Once completed, the AI model predicts a segmentation mask or polygon of that object. This can be done for multiple objects in the same frame, But it doesn't just stop there. The user can also make modifications to the AI predictions to refine their results. This user modifies the segmentation results by placing a point on an area of the vehicle that needed to be added to the mask or polygon. In addition, the user can remove parts of the segmentation by placing a negative point signifying areas that do not include the object. If the user wants to detect all cars in this frame or image, for example, they do this by navigating to the AI tools icon. Under the Detectors tab, the user chooses the appropriate label and AI model of choice. After clicking Detect, the model returns its best prediction on all cars within the current frame or image.

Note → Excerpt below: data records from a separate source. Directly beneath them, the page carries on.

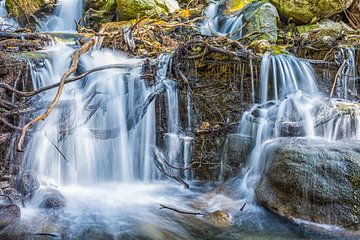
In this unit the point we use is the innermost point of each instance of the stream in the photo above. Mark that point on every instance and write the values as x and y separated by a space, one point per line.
95 153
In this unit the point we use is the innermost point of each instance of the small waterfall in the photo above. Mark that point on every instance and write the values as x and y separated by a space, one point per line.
86 139
66 13
285 74
348 84
287 101
6 23
218 24
178 145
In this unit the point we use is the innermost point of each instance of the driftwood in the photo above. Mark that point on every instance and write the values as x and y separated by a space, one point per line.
180 211
69 80
75 60
159 161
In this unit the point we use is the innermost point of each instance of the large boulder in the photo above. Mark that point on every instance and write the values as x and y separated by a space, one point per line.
28 10
98 12
131 9
236 149
313 179
261 18
27 183
51 199
303 11
9 214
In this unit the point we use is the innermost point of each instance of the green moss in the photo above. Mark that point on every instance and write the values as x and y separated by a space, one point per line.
131 9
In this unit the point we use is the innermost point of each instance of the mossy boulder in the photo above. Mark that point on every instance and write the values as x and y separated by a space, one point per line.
131 9
98 12
233 6
313 179
30 9
304 11
262 21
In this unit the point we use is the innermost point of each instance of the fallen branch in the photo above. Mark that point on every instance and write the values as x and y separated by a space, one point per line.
159 163
180 211
70 80
75 60
4 137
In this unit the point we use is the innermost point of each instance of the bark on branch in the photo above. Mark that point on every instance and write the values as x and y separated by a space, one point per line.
75 60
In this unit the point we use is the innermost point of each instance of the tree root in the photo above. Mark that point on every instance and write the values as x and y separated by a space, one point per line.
75 60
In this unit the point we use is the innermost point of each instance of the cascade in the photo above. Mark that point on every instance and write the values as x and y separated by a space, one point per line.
6 23
66 13
288 97
86 139
288 106
178 145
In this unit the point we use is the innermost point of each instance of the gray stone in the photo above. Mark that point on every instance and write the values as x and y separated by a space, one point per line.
312 179
236 149
9 214
27 183
51 199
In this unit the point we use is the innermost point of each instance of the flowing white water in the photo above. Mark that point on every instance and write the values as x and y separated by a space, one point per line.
6 23
288 97
348 84
291 106
218 24
66 13
86 139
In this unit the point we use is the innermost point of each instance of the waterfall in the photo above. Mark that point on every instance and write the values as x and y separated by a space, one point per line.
347 85
86 139
6 23
66 13
218 24
291 106
288 98
178 145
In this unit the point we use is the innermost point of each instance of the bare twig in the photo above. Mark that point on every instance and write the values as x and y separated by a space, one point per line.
180 211
75 60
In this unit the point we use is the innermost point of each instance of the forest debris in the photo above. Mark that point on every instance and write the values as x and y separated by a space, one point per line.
181 211
75 60
4 137
160 163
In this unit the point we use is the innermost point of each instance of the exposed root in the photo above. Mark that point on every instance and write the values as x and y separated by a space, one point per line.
75 60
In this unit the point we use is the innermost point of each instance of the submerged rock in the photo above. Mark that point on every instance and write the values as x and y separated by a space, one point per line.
219 218
24 10
236 149
27 183
51 199
313 179
9 214
303 11
132 9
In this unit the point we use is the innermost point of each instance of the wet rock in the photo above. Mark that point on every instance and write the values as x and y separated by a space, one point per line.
9 214
31 8
236 149
292 129
131 9
312 179
27 183
303 11
354 14
262 19
99 12
51 199
96 233
233 6
220 218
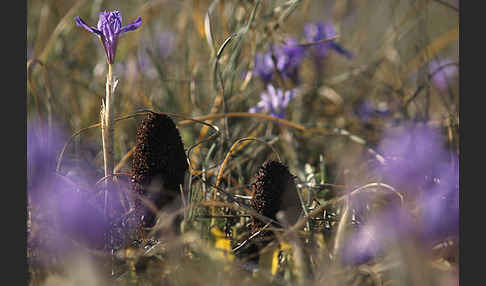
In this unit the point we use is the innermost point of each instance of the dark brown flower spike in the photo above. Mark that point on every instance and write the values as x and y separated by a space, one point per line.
159 165
274 190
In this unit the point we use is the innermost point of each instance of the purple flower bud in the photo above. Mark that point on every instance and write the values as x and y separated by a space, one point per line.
274 101
285 58
109 28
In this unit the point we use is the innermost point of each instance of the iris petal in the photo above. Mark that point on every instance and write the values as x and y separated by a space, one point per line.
133 26
82 24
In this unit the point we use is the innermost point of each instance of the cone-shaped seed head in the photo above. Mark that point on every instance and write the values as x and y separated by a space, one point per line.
159 163
274 189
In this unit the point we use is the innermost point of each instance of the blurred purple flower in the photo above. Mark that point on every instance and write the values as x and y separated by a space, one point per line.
440 204
315 32
371 239
109 28
412 154
62 206
288 58
442 71
274 102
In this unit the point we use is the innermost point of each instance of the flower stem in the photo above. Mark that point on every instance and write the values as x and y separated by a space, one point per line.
107 133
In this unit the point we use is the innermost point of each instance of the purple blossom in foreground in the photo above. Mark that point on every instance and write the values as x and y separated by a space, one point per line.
315 32
274 102
286 59
64 207
441 72
413 153
439 204
109 28
419 167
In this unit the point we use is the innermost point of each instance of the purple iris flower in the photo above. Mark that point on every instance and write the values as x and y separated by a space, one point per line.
264 66
413 153
315 32
371 239
439 204
285 58
274 101
109 29
441 71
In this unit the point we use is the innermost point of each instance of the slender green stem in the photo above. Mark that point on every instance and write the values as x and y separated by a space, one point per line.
107 132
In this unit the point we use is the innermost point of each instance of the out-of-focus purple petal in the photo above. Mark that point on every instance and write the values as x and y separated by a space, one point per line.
412 154
274 101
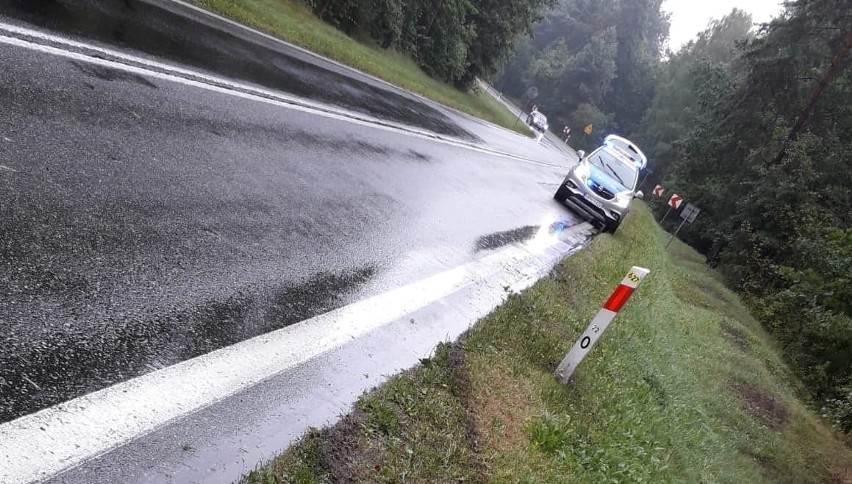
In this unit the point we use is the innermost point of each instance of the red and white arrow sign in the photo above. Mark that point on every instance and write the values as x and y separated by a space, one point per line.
675 201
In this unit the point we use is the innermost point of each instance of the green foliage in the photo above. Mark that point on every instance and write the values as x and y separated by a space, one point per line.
603 54
778 228
453 40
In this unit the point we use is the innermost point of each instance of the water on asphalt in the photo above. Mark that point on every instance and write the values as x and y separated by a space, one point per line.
190 38
145 222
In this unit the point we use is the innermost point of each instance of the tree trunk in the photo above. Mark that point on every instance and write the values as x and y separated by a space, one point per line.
823 81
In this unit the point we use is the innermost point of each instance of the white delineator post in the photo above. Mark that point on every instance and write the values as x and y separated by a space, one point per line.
600 323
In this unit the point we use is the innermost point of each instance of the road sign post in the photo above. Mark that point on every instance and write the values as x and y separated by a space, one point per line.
688 214
600 323
674 203
532 93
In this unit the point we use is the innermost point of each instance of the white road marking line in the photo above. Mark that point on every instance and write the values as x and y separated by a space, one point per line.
142 66
38 446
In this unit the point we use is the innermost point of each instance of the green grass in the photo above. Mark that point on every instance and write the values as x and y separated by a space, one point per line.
684 387
294 22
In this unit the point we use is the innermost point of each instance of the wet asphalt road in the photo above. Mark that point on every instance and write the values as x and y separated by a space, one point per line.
165 30
145 221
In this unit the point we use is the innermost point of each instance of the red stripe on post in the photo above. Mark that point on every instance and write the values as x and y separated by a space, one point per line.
619 297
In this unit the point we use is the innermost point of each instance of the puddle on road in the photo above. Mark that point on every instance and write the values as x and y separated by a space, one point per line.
521 234
76 361
500 239
109 74
155 30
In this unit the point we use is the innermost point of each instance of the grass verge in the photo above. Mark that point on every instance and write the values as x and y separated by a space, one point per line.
684 387
294 22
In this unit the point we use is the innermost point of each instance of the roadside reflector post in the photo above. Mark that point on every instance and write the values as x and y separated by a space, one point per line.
600 323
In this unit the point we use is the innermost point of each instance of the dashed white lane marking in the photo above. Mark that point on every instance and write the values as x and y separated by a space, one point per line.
59 46
38 446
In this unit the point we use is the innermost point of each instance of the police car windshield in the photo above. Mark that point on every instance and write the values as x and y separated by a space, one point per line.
616 168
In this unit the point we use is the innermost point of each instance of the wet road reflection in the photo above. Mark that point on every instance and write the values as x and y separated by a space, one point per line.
152 27
145 222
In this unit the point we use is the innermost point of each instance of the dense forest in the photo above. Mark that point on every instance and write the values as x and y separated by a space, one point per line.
593 62
456 41
751 123
755 128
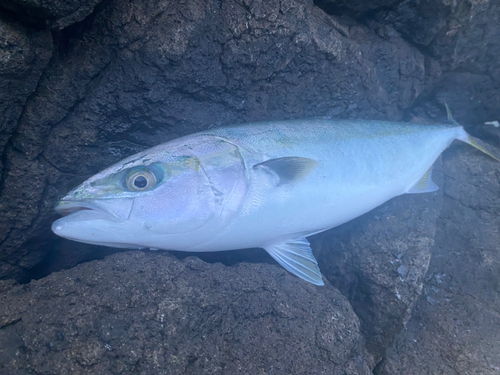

While AI tools can be used on individual frames, the vision Assistant takes this further by incorporating AI tracking, further accelerating the annotation process. A user can do this by navigating to the AI Tools icon and choose the appropriate model of choice under the Tracker tab. This model will track all annotated objects in the video. The user clicks Track to start the prediction process. Once the model has made tracking predictions, the user is able to navigate frame by frame to see the results. The Vision Assistant can track objects throughout a video in many ways.
These objects can be defined as bounding boxes, masks, polygons, or even skeletons comprised of many key points. After viewing the results and making modifications, users are able to export these results in multiple formats for other post-processing needs. Imagine doing in minutes what used to take hours. We've helped clients speed up their annotation process tenfold. With the Vision Assistant, you have fast AI-assisted annotating right at your fingertips, making your imagery workflow smoother and more efficient.